Only he couldn’t. It wasn’t right. It wasn’t fair.

“I understand now why you seemed so upset when you arrived in the park today. Why your expression is often so troubled when we’re together,” Flora said. “I’m so sorry you are enduring that—it must be so difficult.”

He nodded and then drew a long breath. “But my reactions to that haven’t always been right or fair or good, Flora. I’ve taken advantage of your sweetness, of your acceptance, and I hate myself for that.”

She blinked and lowered her hand. “Are you referring to yesterday? To what happened here in the parlor on the settee?”

“I shouldn’t have taken advantage, taken some tiny part of what you offered,” he said with a shake of his head. “Not when you didn’t know everything. Not when you believed me to be something I wasn’t. Am not.”

She leaned closer, shifting on the settee so their legs touched. “I like what you are, Roarke. More powerfully than I thought was possible. You didn’t take anything, not anything I didn’t offer.”

He opened his mouth to speak, to tell her that wasn’t true, but she didn’t allow it. She leaned forward and her mouth took his. Yesterday she had been hesitant, explorative when they kissed. He’d taken the lead. But today she seemed more certain. She cupped both his cheeks gently and traced his lips with her tongue.

He couldn’t resist her even when he knew he should. When she touched him, it was magic, shutting off everything but her, soothing his deepest pains and making him feel…good. She made him feel good. And he selfishly allowed it for a moment, tilting his head so the kiss deepened.

She wound her arms around his neck with a little groan of pleasure, her breasts flattening against his chest. He had no idea how long they sat there, kissing each other, drowning in each other, but he felt the heat of their connection rising. He felt this powerful desire moving toward its natural end.

Taking her. Having her. Claiming her.

He wanted it so much. He wanted to make love to her on the settee, on the floor, to carry her up to her bed, he didn’t care where. He just wanted to strip her bare, touch her everywhere, feel her body flex around his as she gasped and cried out his name in pleasure. He wanted to pretend that he wasn’t who he was. That he could do all those things and then walk with her in the park and take her to museums and build something that felt like a life when images of it fluttered around the edges of his heated mind.

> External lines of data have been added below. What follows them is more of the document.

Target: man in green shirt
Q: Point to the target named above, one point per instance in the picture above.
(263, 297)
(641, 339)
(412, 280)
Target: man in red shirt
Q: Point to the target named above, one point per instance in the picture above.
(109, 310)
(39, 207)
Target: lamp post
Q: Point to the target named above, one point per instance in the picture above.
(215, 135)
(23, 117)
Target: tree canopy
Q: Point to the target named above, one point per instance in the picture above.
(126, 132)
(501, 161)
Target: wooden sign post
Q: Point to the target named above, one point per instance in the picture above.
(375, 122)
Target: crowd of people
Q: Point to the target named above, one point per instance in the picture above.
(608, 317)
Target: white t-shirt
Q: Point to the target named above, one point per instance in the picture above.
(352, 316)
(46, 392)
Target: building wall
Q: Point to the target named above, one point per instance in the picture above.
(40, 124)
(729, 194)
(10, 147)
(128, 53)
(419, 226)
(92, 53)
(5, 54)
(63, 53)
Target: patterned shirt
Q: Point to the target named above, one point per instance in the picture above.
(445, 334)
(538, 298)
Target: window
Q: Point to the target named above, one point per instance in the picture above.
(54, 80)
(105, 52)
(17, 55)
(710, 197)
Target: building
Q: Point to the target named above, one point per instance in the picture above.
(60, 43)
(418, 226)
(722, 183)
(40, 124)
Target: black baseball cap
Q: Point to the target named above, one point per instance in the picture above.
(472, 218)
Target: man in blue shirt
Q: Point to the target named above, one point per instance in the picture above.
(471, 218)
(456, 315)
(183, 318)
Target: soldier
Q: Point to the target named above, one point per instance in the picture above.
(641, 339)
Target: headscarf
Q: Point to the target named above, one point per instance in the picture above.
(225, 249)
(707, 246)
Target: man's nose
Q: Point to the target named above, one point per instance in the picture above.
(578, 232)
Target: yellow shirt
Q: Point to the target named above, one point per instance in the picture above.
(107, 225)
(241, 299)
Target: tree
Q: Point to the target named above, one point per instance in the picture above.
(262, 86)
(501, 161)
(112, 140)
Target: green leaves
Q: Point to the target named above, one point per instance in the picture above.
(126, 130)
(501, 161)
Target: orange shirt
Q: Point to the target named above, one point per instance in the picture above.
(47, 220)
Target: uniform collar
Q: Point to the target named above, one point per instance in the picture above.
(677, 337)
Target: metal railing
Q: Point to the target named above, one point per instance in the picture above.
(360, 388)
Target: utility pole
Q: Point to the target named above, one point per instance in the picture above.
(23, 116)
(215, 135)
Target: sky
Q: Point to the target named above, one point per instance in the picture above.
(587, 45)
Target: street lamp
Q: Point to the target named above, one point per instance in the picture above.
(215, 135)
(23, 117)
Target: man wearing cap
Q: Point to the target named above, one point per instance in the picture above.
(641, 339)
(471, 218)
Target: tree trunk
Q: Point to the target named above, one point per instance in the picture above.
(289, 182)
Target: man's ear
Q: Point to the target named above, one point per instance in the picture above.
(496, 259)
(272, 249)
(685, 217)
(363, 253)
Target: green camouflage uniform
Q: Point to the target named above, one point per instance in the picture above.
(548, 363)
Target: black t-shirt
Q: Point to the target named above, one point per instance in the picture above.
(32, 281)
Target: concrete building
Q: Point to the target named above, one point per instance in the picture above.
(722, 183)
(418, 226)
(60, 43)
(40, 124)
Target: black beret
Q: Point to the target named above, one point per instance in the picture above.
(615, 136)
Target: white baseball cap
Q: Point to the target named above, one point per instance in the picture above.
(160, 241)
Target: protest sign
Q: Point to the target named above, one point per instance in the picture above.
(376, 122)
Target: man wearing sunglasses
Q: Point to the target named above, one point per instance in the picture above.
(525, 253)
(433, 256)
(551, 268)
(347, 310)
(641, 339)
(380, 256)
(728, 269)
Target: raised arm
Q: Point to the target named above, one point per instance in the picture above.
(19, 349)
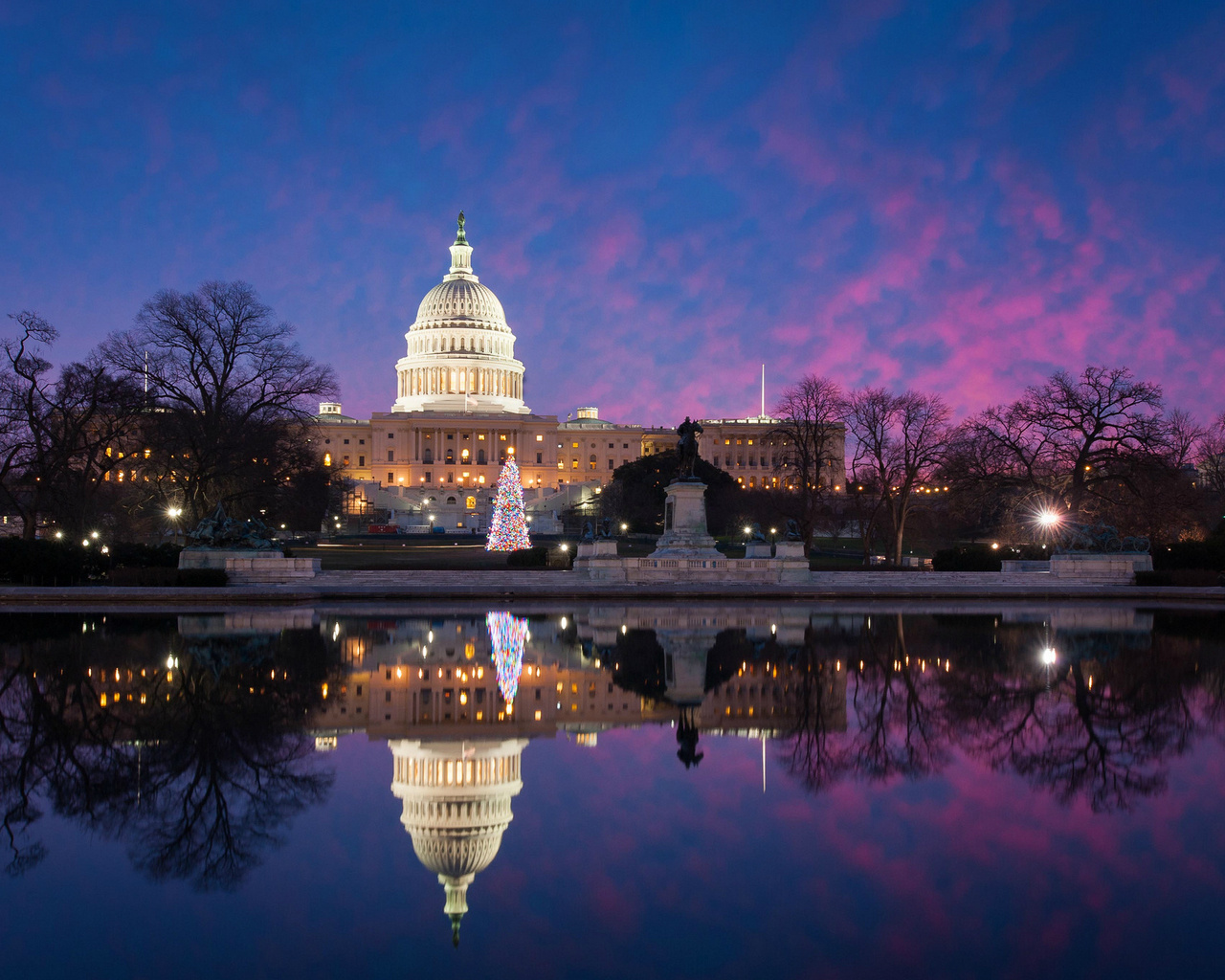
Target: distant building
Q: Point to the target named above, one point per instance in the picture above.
(459, 414)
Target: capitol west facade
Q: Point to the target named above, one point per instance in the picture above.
(459, 414)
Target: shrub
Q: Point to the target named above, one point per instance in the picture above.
(42, 563)
(166, 577)
(1206, 555)
(126, 555)
(974, 558)
(529, 558)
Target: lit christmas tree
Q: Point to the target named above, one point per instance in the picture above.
(507, 635)
(507, 529)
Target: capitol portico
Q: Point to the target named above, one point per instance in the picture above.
(459, 414)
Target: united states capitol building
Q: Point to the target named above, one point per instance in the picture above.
(459, 414)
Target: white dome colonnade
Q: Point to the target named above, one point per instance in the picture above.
(460, 352)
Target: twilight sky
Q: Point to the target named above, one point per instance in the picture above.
(958, 197)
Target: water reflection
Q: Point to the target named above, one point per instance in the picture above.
(191, 740)
(184, 740)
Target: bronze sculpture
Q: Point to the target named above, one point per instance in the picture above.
(686, 449)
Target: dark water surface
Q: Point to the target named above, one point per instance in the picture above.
(717, 791)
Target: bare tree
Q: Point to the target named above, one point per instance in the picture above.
(1072, 441)
(900, 442)
(227, 383)
(812, 428)
(1211, 458)
(57, 432)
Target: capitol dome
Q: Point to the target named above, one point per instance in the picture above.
(457, 804)
(460, 352)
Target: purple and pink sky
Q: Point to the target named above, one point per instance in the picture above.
(961, 197)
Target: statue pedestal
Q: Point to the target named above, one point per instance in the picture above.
(600, 547)
(249, 567)
(1107, 568)
(685, 534)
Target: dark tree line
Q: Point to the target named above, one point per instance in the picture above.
(199, 768)
(206, 399)
(1099, 727)
(1097, 446)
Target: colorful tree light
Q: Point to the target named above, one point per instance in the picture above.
(507, 635)
(507, 529)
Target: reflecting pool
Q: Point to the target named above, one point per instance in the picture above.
(604, 791)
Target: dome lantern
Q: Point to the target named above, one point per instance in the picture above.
(460, 350)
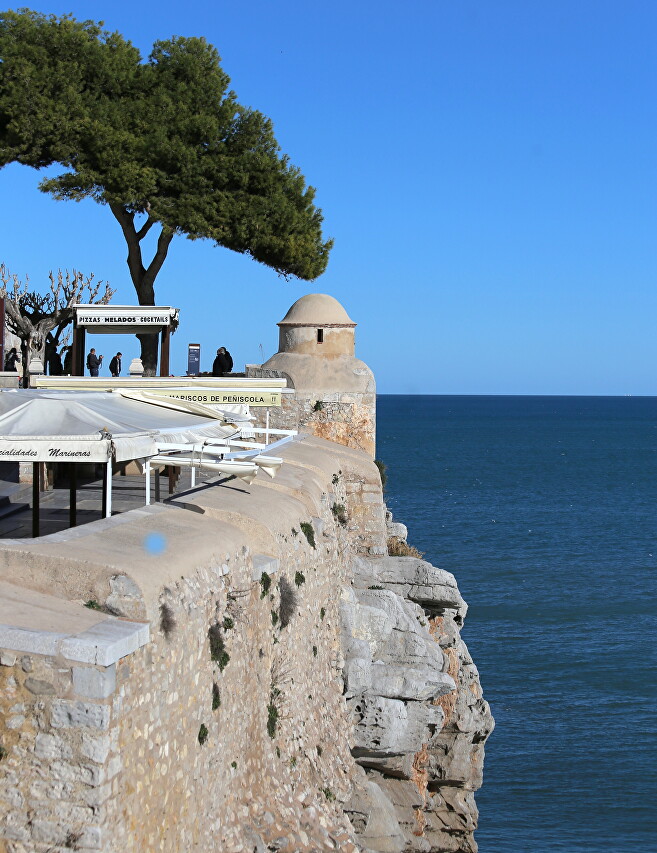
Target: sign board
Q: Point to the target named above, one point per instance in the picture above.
(193, 359)
(222, 396)
(118, 317)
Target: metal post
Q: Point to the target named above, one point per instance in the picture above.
(77, 351)
(103, 506)
(164, 351)
(36, 482)
(72, 494)
(108, 509)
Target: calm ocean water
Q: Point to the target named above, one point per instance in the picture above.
(545, 510)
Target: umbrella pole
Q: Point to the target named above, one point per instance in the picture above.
(36, 478)
(72, 494)
(103, 508)
(108, 501)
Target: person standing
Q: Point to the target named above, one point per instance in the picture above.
(115, 365)
(55, 366)
(220, 365)
(94, 362)
(10, 360)
(67, 353)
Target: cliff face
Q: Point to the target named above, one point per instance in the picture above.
(270, 681)
(419, 716)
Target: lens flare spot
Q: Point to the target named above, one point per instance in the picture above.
(155, 544)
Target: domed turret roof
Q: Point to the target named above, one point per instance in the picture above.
(317, 309)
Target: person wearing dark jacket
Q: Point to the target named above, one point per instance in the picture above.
(55, 366)
(220, 364)
(10, 360)
(94, 362)
(115, 365)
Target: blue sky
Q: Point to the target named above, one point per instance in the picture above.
(487, 171)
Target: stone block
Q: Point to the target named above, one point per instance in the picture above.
(264, 563)
(95, 748)
(67, 714)
(51, 747)
(94, 683)
(39, 687)
(106, 642)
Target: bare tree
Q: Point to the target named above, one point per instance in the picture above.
(39, 320)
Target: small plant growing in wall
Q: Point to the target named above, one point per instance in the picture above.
(288, 605)
(71, 840)
(340, 513)
(167, 620)
(218, 651)
(308, 532)
(265, 583)
(398, 548)
(272, 714)
(382, 472)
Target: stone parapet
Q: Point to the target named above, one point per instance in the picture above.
(208, 699)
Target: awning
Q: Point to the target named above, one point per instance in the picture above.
(79, 426)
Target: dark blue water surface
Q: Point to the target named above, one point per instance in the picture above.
(545, 510)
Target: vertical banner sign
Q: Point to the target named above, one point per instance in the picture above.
(2, 332)
(193, 359)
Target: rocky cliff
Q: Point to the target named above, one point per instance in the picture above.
(268, 680)
(420, 721)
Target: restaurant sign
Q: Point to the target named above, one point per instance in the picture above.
(118, 317)
(222, 396)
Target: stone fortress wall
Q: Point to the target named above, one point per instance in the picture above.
(257, 674)
(270, 681)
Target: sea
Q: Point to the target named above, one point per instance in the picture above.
(545, 509)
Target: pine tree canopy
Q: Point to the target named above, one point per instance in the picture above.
(165, 137)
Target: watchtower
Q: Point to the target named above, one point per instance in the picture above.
(334, 392)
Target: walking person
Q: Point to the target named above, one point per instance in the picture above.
(10, 360)
(115, 365)
(94, 362)
(223, 363)
(219, 365)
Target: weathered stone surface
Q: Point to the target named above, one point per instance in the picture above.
(373, 817)
(420, 721)
(160, 742)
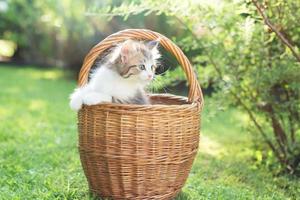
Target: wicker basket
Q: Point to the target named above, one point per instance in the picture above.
(140, 151)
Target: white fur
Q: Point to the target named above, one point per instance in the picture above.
(105, 84)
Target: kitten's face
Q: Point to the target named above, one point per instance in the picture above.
(138, 61)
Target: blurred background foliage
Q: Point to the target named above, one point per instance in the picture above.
(240, 61)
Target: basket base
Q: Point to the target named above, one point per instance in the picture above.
(167, 196)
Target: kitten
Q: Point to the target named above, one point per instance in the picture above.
(121, 79)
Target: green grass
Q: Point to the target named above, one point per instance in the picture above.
(39, 158)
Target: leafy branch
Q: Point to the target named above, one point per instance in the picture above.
(275, 30)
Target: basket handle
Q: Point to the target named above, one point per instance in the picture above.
(195, 93)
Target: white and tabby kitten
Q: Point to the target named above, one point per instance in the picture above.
(121, 79)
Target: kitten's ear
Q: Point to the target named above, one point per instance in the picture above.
(125, 50)
(152, 44)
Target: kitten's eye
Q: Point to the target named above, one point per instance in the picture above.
(142, 67)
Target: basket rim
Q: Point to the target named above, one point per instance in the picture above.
(137, 107)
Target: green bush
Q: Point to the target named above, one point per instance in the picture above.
(243, 60)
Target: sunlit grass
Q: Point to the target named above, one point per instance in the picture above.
(39, 157)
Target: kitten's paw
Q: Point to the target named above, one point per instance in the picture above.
(75, 104)
(96, 98)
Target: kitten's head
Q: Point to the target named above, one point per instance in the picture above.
(137, 61)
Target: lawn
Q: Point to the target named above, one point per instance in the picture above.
(39, 157)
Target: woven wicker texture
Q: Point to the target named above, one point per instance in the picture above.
(139, 151)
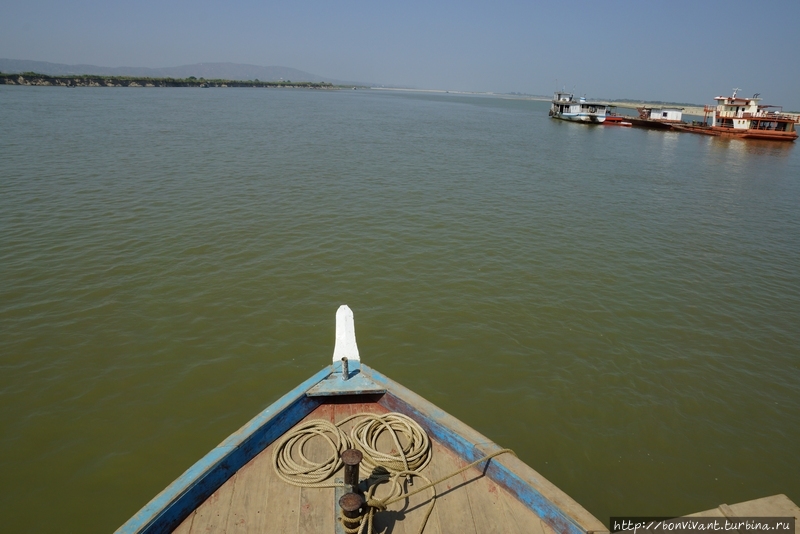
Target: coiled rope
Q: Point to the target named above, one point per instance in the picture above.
(404, 464)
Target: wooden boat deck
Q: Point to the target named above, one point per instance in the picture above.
(255, 499)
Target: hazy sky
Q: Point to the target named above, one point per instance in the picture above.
(683, 51)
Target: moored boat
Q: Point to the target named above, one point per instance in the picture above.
(617, 120)
(565, 107)
(295, 468)
(659, 118)
(744, 118)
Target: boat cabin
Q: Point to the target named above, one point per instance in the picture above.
(747, 114)
(662, 114)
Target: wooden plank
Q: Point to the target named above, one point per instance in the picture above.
(316, 504)
(248, 511)
(186, 526)
(453, 508)
(212, 516)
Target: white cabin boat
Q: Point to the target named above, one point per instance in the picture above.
(565, 107)
(745, 118)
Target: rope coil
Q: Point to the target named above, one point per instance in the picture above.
(404, 464)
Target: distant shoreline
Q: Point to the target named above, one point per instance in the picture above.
(87, 80)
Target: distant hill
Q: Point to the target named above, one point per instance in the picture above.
(224, 71)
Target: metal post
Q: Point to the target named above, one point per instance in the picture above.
(351, 459)
(351, 505)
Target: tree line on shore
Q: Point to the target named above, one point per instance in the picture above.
(93, 80)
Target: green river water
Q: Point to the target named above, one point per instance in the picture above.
(619, 306)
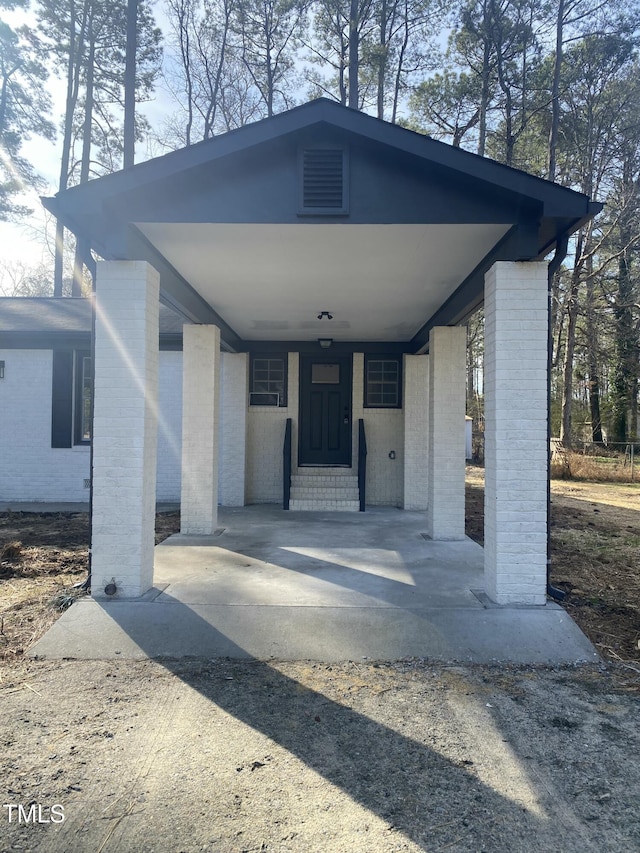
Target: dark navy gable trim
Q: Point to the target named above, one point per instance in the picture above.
(62, 399)
(338, 347)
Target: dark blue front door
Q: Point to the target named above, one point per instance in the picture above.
(325, 411)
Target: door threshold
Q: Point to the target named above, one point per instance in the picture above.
(321, 465)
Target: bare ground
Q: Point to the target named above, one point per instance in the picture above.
(231, 756)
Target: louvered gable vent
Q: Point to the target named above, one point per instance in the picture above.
(324, 181)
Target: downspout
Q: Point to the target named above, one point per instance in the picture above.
(554, 266)
(91, 266)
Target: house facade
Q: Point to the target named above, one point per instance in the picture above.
(324, 263)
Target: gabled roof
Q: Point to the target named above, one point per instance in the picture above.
(557, 200)
(221, 215)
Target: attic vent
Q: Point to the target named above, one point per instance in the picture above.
(324, 181)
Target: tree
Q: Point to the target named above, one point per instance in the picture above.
(24, 112)
(87, 42)
(269, 32)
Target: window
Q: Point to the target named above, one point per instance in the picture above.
(382, 382)
(83, 397)
(324, 185)
(72, 390)
(268, 383)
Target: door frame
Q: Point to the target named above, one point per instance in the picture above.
(346, 363)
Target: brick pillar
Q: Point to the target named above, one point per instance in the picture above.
(200, 415)
(416, 431)
(446, 465)
(515, 386)
(125, 428)
(233, 428)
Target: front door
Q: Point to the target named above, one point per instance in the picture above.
(325, 411)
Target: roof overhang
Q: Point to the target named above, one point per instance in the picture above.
(219, 223)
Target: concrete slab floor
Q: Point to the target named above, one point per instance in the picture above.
(319, 586)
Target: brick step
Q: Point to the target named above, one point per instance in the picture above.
(323, 472)
(308, 492)
(319, 505)
(324, 482)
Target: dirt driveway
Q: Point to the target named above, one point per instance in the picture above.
(231, 756)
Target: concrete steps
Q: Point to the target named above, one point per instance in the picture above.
(327, 489)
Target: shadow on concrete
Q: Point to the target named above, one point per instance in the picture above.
(394, 776)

Only he couldn’t. He fought the tide of pleasure her touch created, tried to recall that he wasn’t an absolute bastard and he had to pull away. After another moment in her arms, he would pull away.

“Stop touching her!”

The sharp, angry voice at the door startled them apart. Flora pivoted, her face bright with embarrassment, and they both faced the intruder. It was Callum, standing with Theo just behind him. And they both looked very angry.

“Oh no,” Flora said, getting up and moving toward them, her hands raised. “I realize what this looks like, but you needn’t defend my honor. I wanted this, I—”

“Don’t,” Theo said softly, taking her hand and drawing her between them as he glared at Roarke. And in that moment he knew that they had uncovered his secret. And they were going to reveal him in this worst possible moment in the worst possible way.

And everything would burn around him.

 

 

CHAPTER 13

 

 

Flora shook her head, still trying to find a way to explain to her two friends, her gallant protectors, that what they had interrupted wasn’t something negative. It certainly hadn’t felt like that, not at all. Roarke had offered her vulnerability, a glimpse at something devastating in his life. And when she had offered comfort in response it had all made sense.